MethodsWith consecutive sampling, a total of 880 patients diagnosed as having cancer were recruited and evaluated on cancer-related variables, emotional distress, and performance status using the standardized instruments.
ResultsApproximately 8.9% of participants showed compromised performance rated 2 or more on the Eastern Cooperative Oncology Group performance status scale. Emotional distress was strongly associated with compromised performance after controlling for demographic and cancer-related external risk factors. The effects of emotional distress on performance decline were likely to be remarkably greater in the younger age group (<45years) than check details in old-aged cancer patients (65years).
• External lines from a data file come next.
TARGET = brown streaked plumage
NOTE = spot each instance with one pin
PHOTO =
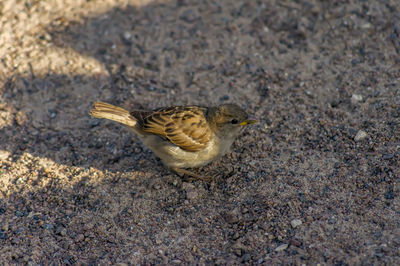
(182, 136)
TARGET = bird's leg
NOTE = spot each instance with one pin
(182, 172)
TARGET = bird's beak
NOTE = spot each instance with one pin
(248, 122)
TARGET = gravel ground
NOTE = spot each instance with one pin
(316, 181)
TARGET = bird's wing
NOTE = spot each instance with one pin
(184, 126)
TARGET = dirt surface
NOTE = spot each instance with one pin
(316, 181)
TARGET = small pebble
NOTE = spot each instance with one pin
(282, 247)
(296, 222)
(387, 156)
(356, 98)
(4, 154)
(361, 134)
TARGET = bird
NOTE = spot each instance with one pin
(182, 136)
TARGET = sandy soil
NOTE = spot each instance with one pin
(316, 181)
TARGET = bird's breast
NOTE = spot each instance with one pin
(174, 156)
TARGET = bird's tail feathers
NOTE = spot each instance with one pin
(108, 111)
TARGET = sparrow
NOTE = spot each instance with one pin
(182, 136)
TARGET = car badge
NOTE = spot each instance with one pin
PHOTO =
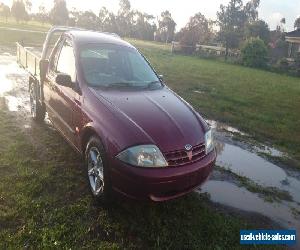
(190, 155)
(189, 152)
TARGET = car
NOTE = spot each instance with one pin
(137, 136)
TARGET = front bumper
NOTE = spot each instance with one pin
(163, 183)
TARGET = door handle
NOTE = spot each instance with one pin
(77, 102)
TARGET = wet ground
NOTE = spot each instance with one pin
(236, 153)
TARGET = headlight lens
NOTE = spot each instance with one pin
(143, 156)
(209, 141)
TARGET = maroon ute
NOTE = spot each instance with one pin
(138, 137)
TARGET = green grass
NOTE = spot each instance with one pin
(45, 203)
(263, 104)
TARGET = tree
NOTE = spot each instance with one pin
(166, 27)
(28, 5)
(42, 15)
(258, 29)
(232, 20)
(297, 23)
(251, 11)
(124, 18)
(254, 53)
(18, 10)
(59, 14)
(4, 11)
(282, 23)
(107, 21)
(87, 20)
(143, 26)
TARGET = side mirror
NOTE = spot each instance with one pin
(64, 80)
(44, 64)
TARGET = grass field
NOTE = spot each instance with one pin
(44, 198)
(45, 203)
(266, 105)
(263, 104)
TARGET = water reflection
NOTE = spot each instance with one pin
(256, 168)
(237, 197)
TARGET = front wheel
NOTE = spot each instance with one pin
(97, 170)
(37, 110)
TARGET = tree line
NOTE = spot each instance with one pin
(235, 23)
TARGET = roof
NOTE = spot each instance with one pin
(85, 37)
(295, 33)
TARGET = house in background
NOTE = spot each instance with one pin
(293, 38)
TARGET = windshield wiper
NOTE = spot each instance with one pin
(119, 84)
(153, 84)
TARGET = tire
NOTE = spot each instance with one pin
(97, 170)
(37, 110)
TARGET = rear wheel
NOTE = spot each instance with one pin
(97, 170)
(37, 110)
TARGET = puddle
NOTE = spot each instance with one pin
(223, 127)
(13, 86)
(231, 195)
(198, 92)
(270, 151)
(256, 168)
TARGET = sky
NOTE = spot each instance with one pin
(270, 10)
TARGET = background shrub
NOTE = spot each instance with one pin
(255, 53)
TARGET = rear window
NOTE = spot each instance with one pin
(112, 65)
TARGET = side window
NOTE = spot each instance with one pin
(54, 56)
(66, 61)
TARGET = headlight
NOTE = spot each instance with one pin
(143, 156)
(209, 141)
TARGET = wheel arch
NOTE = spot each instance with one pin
(86, 134)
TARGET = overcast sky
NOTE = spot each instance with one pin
(270, 10)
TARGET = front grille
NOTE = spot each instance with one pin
(180, 157)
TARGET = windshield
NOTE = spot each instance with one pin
(116, 66)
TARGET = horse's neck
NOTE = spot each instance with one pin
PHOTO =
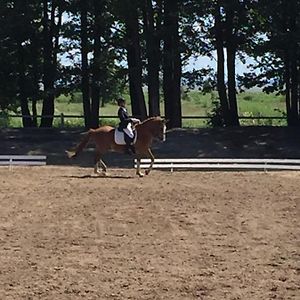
(145, 128)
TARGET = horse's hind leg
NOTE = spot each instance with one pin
(138, 167)
(99, 163)
(151, 156)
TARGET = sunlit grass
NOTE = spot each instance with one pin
(194, 103)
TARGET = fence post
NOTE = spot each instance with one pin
(62, 120)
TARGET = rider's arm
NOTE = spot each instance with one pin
(123, 115)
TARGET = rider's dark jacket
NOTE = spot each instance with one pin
(124, 118)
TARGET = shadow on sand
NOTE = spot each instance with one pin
(94, 176)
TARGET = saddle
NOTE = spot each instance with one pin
(119, 137)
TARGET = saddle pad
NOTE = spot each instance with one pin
(119, 137)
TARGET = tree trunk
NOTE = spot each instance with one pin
(26, 120)
(84, 65)
(293, 48)
(287, 77)
(135, 63)
(172, 65)
(221, 86)
(234, 119)
(50, 31)
(153, 57)
(96, 67)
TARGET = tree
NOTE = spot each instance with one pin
(277, 53)
(152, 28)
(172, 64)
(52, 18)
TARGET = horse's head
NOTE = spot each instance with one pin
(157, 127)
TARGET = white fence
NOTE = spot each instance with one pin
(221, 164)
(23, 160)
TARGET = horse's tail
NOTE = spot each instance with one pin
(73, 153)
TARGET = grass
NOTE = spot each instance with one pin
(250, 104)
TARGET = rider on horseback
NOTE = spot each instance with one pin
(126, 126)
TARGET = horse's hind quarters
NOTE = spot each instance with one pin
(70, 154)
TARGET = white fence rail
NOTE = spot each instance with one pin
(23, 160)
(222, 164)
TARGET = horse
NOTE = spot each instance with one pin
(103, 138)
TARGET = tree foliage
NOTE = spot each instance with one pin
(102, 47)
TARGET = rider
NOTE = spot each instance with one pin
(126, 125)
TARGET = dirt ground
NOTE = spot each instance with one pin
(66, 234)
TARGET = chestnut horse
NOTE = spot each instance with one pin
(103, 138)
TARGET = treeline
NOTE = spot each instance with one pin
(113, 45)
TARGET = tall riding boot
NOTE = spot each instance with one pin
(129, 146)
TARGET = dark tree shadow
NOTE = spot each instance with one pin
(112, 176)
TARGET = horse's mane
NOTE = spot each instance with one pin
(150, 119)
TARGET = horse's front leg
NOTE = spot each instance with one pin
(99, 163)
(151, 156)
(138, 167)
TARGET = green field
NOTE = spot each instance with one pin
(251, 104)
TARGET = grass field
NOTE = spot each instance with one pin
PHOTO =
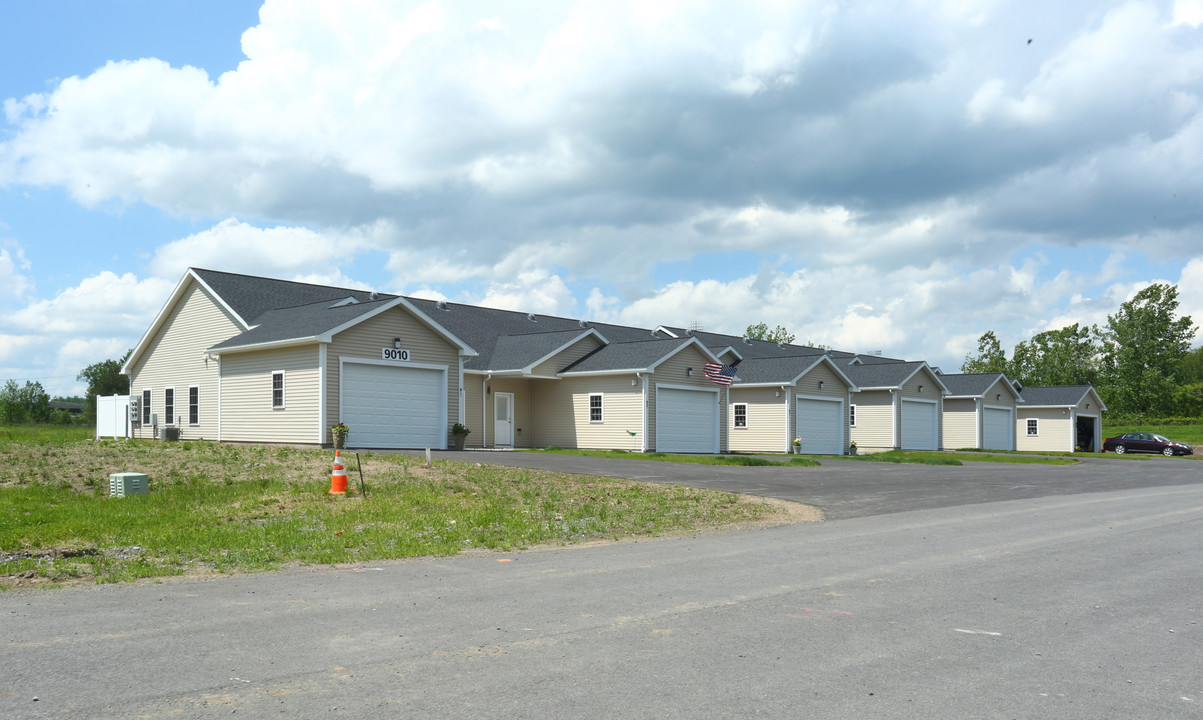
(238, 509)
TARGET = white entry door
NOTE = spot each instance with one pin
(503, 418)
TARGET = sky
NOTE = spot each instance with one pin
(872, 176)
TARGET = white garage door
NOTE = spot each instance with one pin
(686, 421)
(996, 426)
(821, 427)
(919, 426)
(393, 406)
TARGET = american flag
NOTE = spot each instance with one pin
(719, 373)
ConclusionsOur results provide support for the independent effects of emotional distress on having a higher risk for performance decline in cancer patients. These effects seem to be age-dependent suggesting that special clinical attention to emotional distress may be required in younger patients with cancer. Copyright (c) 2013 John Wiley & Sons, Ltd.”
“Introduction:
Laparoscopy is a standard surgical option for live donor nephrectomy (LDN) at the majority of transplant
centers. Equivalent graft survival with shorter convalescence has been reported by several large selleck kinase inhibitor volume centers. With the arrival of an experienced laparoscopic surgeon in 2002, we began to offer laparoscopic LDN at our institution. We report our experience as a large volume laparoscopic surgery program but a low volume transplant center.
Methods:
A retrospective review of the previous 34 LDN (17 open, 17 laparoscopic) performed at the University
of Missouri were included. A single laparoscopic surgeon performed all laparoscopic procedures. Hand assisted laparoscopy was performed in 15 and standard laparoscopy ACY-241 ic50 with a pfannenstiel incision in two. Open procedures were performed through anterior subcostal or flank incision. A single surgeon performed all open procedures.
Results:
There was no statistical difference in age, body mass index or American Society of Anesthesiologies Score between the two groups. Mean operative time, estimated blood loss and hospital stay were 229 minutes, 324 cc and 2.2 days respectively in the laparoscopic group compared to 202 minutes, 440 cc and five days for the open group. Average warm ischemia time was 179 seconds. Recipient creatinine for the two groups at one week, one month and one year was not statistically significantly different. Each group had one graft loss due to medication noncompliance.
Conclusion:
For small transplant centers with an advanced laparoscopic program, laparoscopic LDN is a safe procedure with comparable outcomes to major transplant centers.